Nature Medicine 29, 2 doi: 10.1038/s41591-022-02190-7

心筋ミオシン重鎖の優性(顕性)病原性ミスセンスバリアントは、肥大型心筋症(HCM)の原因となる。この疾患は今のところ治療法がなく、脳卒中や心不全、心臓突然死のリスクを上昇させる。本研究では、アデノ随伴ウイルス(AAV)9ベクターを用いて送達するアデニン塩基エディター(ABE8e)と強力型Cas9ヌクレアーゼという2つの異なる遺伝子治療法が、HCM病原性バリアントであるミオシンR403Qをヘテロで持つマウスで、HCM発症を予防するか否かを評価した。

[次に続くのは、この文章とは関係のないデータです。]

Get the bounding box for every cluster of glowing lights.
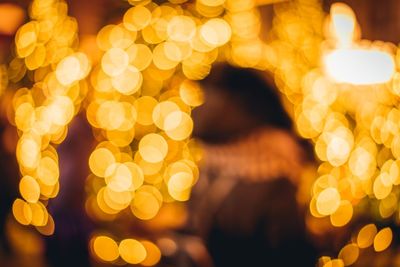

(遺伝子サイズが大きいため)2つに分けたRNA誘導型ABE8eを各々含むデュアルAAV9の単回投与は、心室心筋細胞の70%以上で病原性バリアントを修正し、正常な心臓の構造と機能を持続的に維持させた。追加投与は、心房での編集を増加させたが、バイスタンダー編集も増加した。RNA誘導型Cas9ヌクレアーゼのAAV9送達は、病原性対立遺伝子を効率よく不活性化したが、容量依存的な毒性も見られたため、健康被害をもたらさないようにするためには狭い治療濃度域が余儀なくされる。今回の前臨床研究は、病原性バリアントを修正またはサイレンシングすることにより、HCMの発症を予防する単回投与遺伝子治療の大きな可能性を実証している。